Oct. 15 (UPI) -- The Trump administration on Monday proposed requiring prescription drug companies to reveal medicine costs in television advertisements.
The announcement from the Department of Health and Human Services came hours after the country's largest drug industry trade group said it would begin directing consumers to where they can find information about prescription drug costs in ads.
The HHS directive would go further, including the pricing directly in the ads.
"Patients deserve to know what a given drug will cost when they're being told about the benefits and risks it may have," HHS Secretary Alex Azar said in a speech announcing the proposed rule change.
"And they deserve to know when a drug company has pushed its prices to abusive levels, and they deserve to know this every time they see a drug advertised to them on TV."
Earlier in the day, Pharmaceutical Research and Manufacturers of America said it would include the new website information as part of a "commitment to providing more transparency about medicine costs."
The television advertisements will inform users about company websites where they can find medicine list price, out-of-pocket costs and available financial assistance.
"Our member companies are taking a new approach to how they communicate about medicines in [direct-to-consumer] television advertisements to make it easier for patients to access information about medicine costs," said Stephen Ubl, president and CEO of PhRMA. "The administration and Congress have called on our industry to provide cost information in DTC advertisements, and our members are voluntarily stepping up to the plate."
Azar said PhRMA's announcement was a "small step in the right direction" but that it didn't go far enough.
"Our vision for a new, more transparent drug-pricing system does not rely on voluntary action. The drug industry remains resistant to providing real transparency around their prices, including the sky-high list prices that many patients pay," he said in a statement released in response to the PhRMA announcement.
But "placing information on a website is not the same as putting it in an ad," he said during his later news conference.
President Donald Trump has pushed legislation forcing pharmaceutical companies and pharmacists to be more communicative with customers about prescription drug costs. Last week, he signed a pair of bills lifting so-called gag orders that previously prevented pharmacists from telling customers about how to save money on drugs.
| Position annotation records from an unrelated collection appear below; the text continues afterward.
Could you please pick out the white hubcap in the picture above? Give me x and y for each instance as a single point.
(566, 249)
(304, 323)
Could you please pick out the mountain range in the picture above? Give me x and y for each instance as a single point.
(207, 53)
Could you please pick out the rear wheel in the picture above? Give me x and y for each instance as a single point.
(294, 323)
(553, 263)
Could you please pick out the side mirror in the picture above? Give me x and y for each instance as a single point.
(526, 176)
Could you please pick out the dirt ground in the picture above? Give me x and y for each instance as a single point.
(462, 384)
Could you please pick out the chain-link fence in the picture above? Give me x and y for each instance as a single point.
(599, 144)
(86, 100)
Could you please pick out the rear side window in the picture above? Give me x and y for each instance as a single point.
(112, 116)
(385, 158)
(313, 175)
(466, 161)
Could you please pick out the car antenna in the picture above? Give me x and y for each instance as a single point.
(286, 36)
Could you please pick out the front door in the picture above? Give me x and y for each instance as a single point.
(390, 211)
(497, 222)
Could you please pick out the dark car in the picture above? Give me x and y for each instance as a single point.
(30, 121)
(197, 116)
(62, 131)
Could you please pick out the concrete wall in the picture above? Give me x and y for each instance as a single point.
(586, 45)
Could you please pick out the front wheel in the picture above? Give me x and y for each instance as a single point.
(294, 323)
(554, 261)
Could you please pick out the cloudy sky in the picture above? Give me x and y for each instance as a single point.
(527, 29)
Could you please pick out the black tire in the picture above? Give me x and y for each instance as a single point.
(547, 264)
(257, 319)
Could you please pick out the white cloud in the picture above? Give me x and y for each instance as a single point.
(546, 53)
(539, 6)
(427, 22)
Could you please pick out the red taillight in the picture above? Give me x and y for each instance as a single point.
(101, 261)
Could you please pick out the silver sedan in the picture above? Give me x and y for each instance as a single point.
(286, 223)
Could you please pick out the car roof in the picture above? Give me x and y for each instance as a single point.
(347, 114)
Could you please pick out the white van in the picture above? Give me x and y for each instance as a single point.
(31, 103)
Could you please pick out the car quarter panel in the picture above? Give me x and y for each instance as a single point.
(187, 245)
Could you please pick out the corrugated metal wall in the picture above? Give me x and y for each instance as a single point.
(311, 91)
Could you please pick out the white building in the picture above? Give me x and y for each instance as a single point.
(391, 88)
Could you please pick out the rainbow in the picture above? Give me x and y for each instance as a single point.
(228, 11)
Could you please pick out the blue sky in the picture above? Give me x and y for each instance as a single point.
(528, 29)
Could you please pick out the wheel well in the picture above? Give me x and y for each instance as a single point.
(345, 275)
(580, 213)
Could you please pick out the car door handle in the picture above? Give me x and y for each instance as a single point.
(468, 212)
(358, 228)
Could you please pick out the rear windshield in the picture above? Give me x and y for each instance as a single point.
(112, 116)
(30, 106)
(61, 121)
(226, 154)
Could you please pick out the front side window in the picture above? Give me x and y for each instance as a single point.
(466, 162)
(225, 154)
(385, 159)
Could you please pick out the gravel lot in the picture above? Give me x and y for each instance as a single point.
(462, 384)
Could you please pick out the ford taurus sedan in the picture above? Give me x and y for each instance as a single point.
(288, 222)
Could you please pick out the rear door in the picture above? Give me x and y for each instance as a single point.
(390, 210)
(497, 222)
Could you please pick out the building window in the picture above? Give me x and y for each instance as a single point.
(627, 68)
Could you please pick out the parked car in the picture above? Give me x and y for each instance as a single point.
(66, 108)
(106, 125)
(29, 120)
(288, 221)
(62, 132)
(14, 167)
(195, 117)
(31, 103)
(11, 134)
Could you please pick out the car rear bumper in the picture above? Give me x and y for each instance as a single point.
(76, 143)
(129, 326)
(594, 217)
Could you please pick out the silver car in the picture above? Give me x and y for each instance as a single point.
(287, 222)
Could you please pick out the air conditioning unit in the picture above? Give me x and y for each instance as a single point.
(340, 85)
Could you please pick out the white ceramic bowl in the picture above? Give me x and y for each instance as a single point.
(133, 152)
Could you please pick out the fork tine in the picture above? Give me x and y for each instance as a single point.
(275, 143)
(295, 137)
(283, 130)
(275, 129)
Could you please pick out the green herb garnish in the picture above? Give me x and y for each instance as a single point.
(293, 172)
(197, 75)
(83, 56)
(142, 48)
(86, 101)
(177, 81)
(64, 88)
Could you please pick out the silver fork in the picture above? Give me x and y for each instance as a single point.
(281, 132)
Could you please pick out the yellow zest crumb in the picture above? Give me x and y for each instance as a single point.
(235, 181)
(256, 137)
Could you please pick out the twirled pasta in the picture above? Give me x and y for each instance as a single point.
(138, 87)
During the signing, Trump said the state of drug pricing was "out of whack" and "way too high," in part due to the gag orders.
"You look at prices in our country and for the exact same drug in other countries, it's much lower-made in the same plant by the same company, and I said, 'What's going on?'"
In May, Trump laid out a series of plans to make pharmaceutical companies more competitive, including reducing the cost of prescription drugs by allowing drug companies to introduce cheaper versions of medications already on the market, stating at the time they were "getting away with murder. "
"Our great citizens deserve to know the lowest price available at our pharmacies and now that is what they'll be getting," Trump said.
Health and Human Services Secretary Alex Azar said PhRMA's announcement was a "small step in the right direction."
PhRMA said all of its member companies voluntarily agreed to the new initiative.